Understanding SSL by Country

With Shodan it's easy to get an overview of the security for a country. Real-world borders don't necessarily translate to the Internet but it can still reveal useful information as shown by OECD. In this article we will use Shodan to get a big picture view of a country; in this case we're going to be looking at the USA.

First, lets have a look at how SSL is deployed in the USA. We will start off by getting a breakdown of the SSL versions that are supported by web servers using the Shodan CLI:

$ shodan stats --facets ssl.version country:US has_ssl:true HTTP

The ssl.version property contains a list of SSL versions that the web server supports and by faceting on that property we can get a distribution of supported SSL versions. This is possible because Shodan crawlers explicitly test for SSLv2 through TLSv1.2.

Unsurprisingly, the majority of the HTTPS servers are hosted by Akamai and Amazon. However, there's still a sizable chunk (600,000+) devices that support SSLv2 so lets look at those briefly:

$ shodan stats --facets org country:US ssl.version:sslv2 HTTP

Here I'm faceting on the org (organization) property and filtering for web servers that support SSLv2. This doesn't mean that they only accept SSLv2 connections but it is one of the versions the service supports.

Around 10% of the services that support SSLv2 are operating on CenturyLink's network. Just looking at the results it seems like some of CenturyLink's modems are the reason for their #1 spot on the list. In general, would want to monitor these numbers over time to see whether CenturyLink is continuing to deploy these insecure modems over time or whether these are old devices that will be phased out. For this instance, we have been keeping track of these numbers using Shodan Reports and can say that CenturyLink has been slowly removing these insecure devices from their customers' networks.

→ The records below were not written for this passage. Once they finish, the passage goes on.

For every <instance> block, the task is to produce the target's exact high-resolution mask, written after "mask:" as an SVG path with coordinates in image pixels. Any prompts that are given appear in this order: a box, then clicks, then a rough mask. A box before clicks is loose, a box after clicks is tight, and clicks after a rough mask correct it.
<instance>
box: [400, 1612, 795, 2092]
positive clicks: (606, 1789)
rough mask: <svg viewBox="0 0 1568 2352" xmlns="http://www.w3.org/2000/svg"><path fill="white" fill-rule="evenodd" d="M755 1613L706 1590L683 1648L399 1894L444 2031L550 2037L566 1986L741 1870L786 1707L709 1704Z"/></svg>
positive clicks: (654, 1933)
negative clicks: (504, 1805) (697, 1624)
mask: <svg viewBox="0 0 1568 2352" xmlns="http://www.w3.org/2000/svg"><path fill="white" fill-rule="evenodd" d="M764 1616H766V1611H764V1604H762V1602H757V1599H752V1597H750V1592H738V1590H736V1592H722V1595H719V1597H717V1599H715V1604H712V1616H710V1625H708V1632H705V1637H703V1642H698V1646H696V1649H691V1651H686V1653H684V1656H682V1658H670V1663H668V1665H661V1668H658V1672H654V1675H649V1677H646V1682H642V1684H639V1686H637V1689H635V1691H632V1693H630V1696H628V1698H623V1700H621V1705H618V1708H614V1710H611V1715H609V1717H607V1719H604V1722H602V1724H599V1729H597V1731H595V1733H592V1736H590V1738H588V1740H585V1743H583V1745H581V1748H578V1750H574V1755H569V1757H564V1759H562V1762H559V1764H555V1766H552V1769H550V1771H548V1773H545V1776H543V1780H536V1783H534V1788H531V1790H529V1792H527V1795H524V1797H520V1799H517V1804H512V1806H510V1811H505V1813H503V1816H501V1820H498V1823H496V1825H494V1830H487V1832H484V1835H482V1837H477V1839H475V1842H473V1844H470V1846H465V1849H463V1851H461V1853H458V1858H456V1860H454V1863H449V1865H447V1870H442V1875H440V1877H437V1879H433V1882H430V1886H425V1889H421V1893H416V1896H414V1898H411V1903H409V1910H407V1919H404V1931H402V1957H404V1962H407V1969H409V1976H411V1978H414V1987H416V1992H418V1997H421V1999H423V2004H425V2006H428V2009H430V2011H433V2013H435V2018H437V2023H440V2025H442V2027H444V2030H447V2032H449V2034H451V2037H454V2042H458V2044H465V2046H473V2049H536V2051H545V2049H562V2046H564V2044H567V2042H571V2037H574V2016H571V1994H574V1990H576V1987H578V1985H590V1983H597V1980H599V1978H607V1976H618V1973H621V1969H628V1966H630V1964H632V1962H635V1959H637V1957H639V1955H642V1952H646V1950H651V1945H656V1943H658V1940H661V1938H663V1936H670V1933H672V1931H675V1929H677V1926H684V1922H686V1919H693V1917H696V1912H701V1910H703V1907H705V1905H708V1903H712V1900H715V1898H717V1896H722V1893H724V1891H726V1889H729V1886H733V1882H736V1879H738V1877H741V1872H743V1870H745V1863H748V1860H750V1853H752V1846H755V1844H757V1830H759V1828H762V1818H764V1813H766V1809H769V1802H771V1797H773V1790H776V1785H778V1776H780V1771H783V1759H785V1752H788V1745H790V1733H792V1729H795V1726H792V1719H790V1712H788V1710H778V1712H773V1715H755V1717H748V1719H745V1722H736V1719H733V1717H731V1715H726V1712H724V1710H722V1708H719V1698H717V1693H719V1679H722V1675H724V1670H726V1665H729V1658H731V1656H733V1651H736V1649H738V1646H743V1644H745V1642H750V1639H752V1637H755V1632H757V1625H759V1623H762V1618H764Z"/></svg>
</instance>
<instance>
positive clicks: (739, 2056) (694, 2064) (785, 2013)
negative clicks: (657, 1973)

The Shodan crawlers also check for the various SSL vulnerabilities such as Heartbleed and FREAK so lets see how the US fares for those. For Heartbleed there are at least ~34,000 devices in the US still vulnerable to it.

Interestingly, Verizon Wireless is the network with the most services vulnerable to Heartbleed. The runner-up, Amazon, is less surprising since it's not unusual for people to deploy old images that haven't yet been patched (or lack protection). There are 2 types of devices operated by Verizon Wireless that are affected:

  1. Wireless routers that run on the alternate HTTPS port 8443 and are made by CradlePoint Technology.

  2. Digital billboards made by Watchfire Signs that run a web server on port 9443.

These observations make sense in the context that we wouldn't expect to see many regular web servers on a mobile network such as Verizon Wireless. However, it's extremely common to see various embedded systems on these sorts of networks. The same analysis can be performed by looking at services that support export ciphers (CVE-2015-0204) as well as Ticketbleed (CVE-2016-9244) which I will leave as an exercise.

Finally, lets look at the distribution of SSL certificates. It usually isn't a good sign if the same SSL certificate is deployed across a large number of devices. To see the usage of duplicate SSL certificates we can facet on the ssl.cert.fingerprint property:

$ shodan stats --facets ssl.cert.fingerprint country:us has_ssl:true http

The results of the command will give us the 10 most common SSL certificate fingerprints:

If you want to get more than 10 you can also provide a number to the facet. For example, this is how to get the top 100 SSL fingerprints:

$ shodan stats --facets ssl.cert.fingerprint:100 country:us has_ssl:true http

The most common SSL certificate is for what looks like Google's CDN on IPv6. However, the 2nd most often seen SSL certificate is for Ecommerce Corporation which is a familiar company if you've read the article on Tracking Hacked Websites.

Here is a short video that shows how a similar analysis performed for Germany:

SSL is only one of many aspects that should be looked at and that Shodan collects information on. The same sort of techniques used in this article can be applied to other services/ devices such as SMB or industrial control systems. Review the documentation on available filters and facets for direction on how to investigate the types of services you care about.